Softmax Actor Critic
- class rlforge.agents.policy_gradient.softmax_actor_critic.SoftmaxActorCriticAgent(actor_step_size, critic_step_size, avg_reward_step_size, num_actions, dims_ranges, temperature=1, iht_size=4096, num_tilings=8, num_tiles=8, wrap_dims=())
Softmax Actor-Critic Agent with average reward baseline.
This agent implements a vanilla actor-critic algorithm using tile coding for feature extraction and linear function approximation for both the actor (policy) and critic (value function). The actor updates are guided by the temporal-difference (TD) error, and actions are selected using a softmax distribution over action preferences.
Parameters
- actor_step_sizefloat
Learning rate for the actor updates.
- critic_step_sizefloat
Learning rate for the critic updates.
- avg_reward_step_sizefloat
Step size for updating the average reward baseline.
- num_actionsint
Number of discrete actions available in the environment.
- dims_rangeslist of tuple
Ranges for each state dimension, used by the tile coder.
- temperaturefloat, optional
Temperature parameter for softmax exploration (default=1).
- iht_sizeint, optional
Size of the index hash table for tile coding (default=4096).
- num_tilingsint, optional
Number of tilings used in tile coding (default=8).
- num_tilesint, optional
Number of tiles per dimension (default=8).
- wrap_dimstuple, optional
Dimensions to wrap in tile coding (default=()).
- end(reward)
Complete an episode.
Performs a final update of the actor and critic using the terminal reward and the last cached state-action pair.
Parameters
- rewardfloat
Final reward received at the end of the episode.
- get_td_error(prev_tiles, reward, active_tiles, avg_reward)
Compute the temporal-difference (TD) error.
Calculates the TD error using the reward, average reward baseline, the critic’s prediction for the next state, and the critic’s prediction for the previous state.
Parameters
- prev_tilesarray-like
Active tiles for the previous state.
- rewardfloat
Reward received for the transition.
- active_tilesarray-like
Active tiles for the current state.
- avg_rewardfloat
Current estimate of the average reward baseline.
Returns
- float
The computed TD error.
- reset()
Reset the agent.
Resets the actor and critic weights to their initial values and clears the average reward baseline.

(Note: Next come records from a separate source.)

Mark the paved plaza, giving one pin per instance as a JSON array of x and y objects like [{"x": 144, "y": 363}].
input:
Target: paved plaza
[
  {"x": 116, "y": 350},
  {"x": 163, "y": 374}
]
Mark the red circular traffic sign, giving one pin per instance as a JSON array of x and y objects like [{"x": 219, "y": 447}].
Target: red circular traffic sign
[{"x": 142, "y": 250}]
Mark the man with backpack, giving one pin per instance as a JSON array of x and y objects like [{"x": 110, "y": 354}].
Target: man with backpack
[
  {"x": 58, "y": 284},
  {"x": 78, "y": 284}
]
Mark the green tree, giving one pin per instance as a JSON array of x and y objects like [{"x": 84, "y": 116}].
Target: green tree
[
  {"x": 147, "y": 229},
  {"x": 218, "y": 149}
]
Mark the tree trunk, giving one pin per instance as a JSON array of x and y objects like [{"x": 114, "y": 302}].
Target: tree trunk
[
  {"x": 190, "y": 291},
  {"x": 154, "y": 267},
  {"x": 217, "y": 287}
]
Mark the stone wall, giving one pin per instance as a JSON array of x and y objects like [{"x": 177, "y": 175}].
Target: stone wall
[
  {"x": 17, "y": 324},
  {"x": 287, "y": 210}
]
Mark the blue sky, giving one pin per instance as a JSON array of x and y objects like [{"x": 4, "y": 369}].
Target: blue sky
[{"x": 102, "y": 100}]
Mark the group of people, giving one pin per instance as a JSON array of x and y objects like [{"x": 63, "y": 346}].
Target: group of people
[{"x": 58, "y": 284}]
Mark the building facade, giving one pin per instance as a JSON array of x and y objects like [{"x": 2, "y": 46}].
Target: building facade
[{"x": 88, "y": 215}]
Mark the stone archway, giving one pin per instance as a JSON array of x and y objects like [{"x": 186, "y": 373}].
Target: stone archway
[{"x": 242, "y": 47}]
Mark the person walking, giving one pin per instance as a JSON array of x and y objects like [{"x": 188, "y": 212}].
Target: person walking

- select_action(q_values, temperature)
Select an action using a softmax distribution.
Parameters
- q_valuesarray-like
Action preferences or Q-values for the current state.
- temperaturefloat
Temperature parameter controlling exploration.
Returns
- int
The action selected by sampling from the softmax distribution.
- start(new_state)
Begin a new episode.
Extracts active tiles for the initial state, computes action preferences, selects an action using softmax, and caches the state-action pair for future updates.
Parameters
- new_statearray-like
The initial state observed from the environment.
Returns
- int
The action selected by the agent.
- step(reward, new_state)
Take a step in the environment.
Updates the actor and critic weights using the TD error and average reward baseline, then selects the next action.
Parameters
- rewardfloat
Reward received from the previous action.
- new_statearray-like
The new state observed from the environment.
Returns
- int
The next action chosen by the agent.